Kalter Angstschweiß trat auf Gregory Pennes Stirn. Und als er wartend stand, kam er wieder zu sich. Er mußte irgend etwas unternehmen. Er ging in sein Schlafzimmer, zog den Pyjama aus, und kurze Zeit darauf war er wieder in dem dunklen Garten, um den Affen zu suchen. Als er jetzt richtig angezogen war, fühlte er sich mutiger. Vorher hatte er noch ein großes Glas Whisky getrunken, um seinen Mut zu stärken.

Er klingelte nach dem Diener, der gleichzeitig Chauffeur war. »Bring das Auto zur hinteren Tür«, sagte er, »und zwar sofort. Sieh auch zu, daß das Tor offen ist. Es ist möglich, daß ich heute noch fort muß.«

Er zweifelte nicht daran, daß man ihn festnehmen würde. Weder sein Reichtum noch seine Stellung, noch sein Einfluß, den er im ganzen Land hatte, konnten ihn davor retten.
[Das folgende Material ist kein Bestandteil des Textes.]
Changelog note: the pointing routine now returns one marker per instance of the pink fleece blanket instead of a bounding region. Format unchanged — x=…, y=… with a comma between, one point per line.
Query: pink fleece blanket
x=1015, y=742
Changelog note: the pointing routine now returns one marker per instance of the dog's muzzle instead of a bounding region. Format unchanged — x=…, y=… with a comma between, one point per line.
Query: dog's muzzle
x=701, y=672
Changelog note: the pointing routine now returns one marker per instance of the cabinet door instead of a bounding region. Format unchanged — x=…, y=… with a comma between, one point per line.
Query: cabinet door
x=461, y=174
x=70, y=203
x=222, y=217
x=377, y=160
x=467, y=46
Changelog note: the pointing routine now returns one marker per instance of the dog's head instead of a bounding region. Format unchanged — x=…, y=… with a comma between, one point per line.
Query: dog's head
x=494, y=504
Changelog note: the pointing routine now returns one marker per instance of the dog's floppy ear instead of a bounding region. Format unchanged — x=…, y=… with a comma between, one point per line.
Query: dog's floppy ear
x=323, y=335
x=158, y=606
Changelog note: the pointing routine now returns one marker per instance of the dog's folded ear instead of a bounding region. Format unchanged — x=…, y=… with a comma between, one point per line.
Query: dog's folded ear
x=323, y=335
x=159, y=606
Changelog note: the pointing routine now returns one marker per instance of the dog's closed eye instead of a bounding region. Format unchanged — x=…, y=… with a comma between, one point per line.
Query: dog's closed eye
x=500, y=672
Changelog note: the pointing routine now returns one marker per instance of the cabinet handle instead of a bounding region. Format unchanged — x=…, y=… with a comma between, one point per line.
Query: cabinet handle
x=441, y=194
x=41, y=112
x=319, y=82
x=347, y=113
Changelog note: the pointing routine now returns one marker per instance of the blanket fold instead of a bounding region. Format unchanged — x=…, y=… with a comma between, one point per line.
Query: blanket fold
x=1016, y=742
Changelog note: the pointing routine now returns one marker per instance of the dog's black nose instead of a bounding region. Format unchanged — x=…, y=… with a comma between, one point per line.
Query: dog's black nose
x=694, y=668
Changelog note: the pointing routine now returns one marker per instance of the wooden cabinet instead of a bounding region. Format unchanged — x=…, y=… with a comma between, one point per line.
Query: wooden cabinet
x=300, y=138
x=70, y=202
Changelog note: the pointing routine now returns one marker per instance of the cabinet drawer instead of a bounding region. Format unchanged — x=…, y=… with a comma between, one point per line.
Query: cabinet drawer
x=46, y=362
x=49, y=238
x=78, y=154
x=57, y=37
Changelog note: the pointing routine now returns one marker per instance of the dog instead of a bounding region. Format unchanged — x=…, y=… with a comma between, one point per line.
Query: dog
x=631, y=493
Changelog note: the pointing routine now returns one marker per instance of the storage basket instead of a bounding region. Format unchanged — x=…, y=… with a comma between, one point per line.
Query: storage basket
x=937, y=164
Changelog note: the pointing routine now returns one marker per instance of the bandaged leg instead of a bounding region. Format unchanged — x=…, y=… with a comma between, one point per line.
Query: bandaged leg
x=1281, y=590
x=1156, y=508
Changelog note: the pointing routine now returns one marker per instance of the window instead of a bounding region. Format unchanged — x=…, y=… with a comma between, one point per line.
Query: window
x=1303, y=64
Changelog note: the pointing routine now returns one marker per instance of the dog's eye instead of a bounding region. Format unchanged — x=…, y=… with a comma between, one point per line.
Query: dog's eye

Diese letzte Dummheit, die er begangen hatte, war denn doch zu stark.

Plötzlich erinnerte er sich, daß Stella Mendoza noch im Haus war, und rannte nach oben, um nach ihr zu sehen. Als sie in sein Gesicht schaute, war ihr klar, daß irgend etwas Außergewöhnliches vorgegangen war.

»Wo ist Helen?« fragte sie ihn heftig.

»Ich weiß es nicht«, sagte er. »Sie ist entflohen. Sie hatte eine Pistole. Bhag ist hinter ihr her. Mag der Himmel wissen, was noch geschieht, wenn er sie erwischt. Er wird sie in Stücke zerreißen. Was ist das?«

Man hörte von fern her einen Pistolenschuß, und zwar aus der Richtung hinter dem Haus.

»Wahrscheinlich Wilderer«, sagte Gregory unsicher. »Also, nun höre zu, ich gehe jetzt.«

»Wohin gehst du?« fragte sie.

»Das geht dich nichts an«, sagte er rauh. »Hier ist Geld.« Er nahm einige Banknoten und gab sie ihr.

»Was hast du gemacht?« fragte sie starr vor Schrecken.

»Ich habe gar nichts gemacht, sage ich dir«, fuhr er sie an. »Aber sie werden mich deswegen festsetzen. Ich gehe jetzt zu meiner Jacht. Du würdest auch besser tun, das Haus zu verlassen, bevor sie kommen!«

Sie nahm schnell Hut und Handschuhe. Plötzlich hörte sie, wie die Tür zufiel und sich der Schlüssel wieder umdrehte. Ohne es zu wollen, hatte er sie wieder eingeschlossen, und in seiner Aufregung achtete er nicht mehr auf ihr Klopfen.

Griff Towers stand auf einer Erhöhung, und man konnte von hier aus die Straße nach Chichester übersehen. Als er vor seinem Haus stand und immer noch hoffte, den Affen zu finden, sah er plötzlich zwei Lichter, die sich mit größer Geschwindigkeit näherten.

»Die Polizei«, stöhnte er und eilte Hals über Kopf durch den Küchengarten zur Hintertür.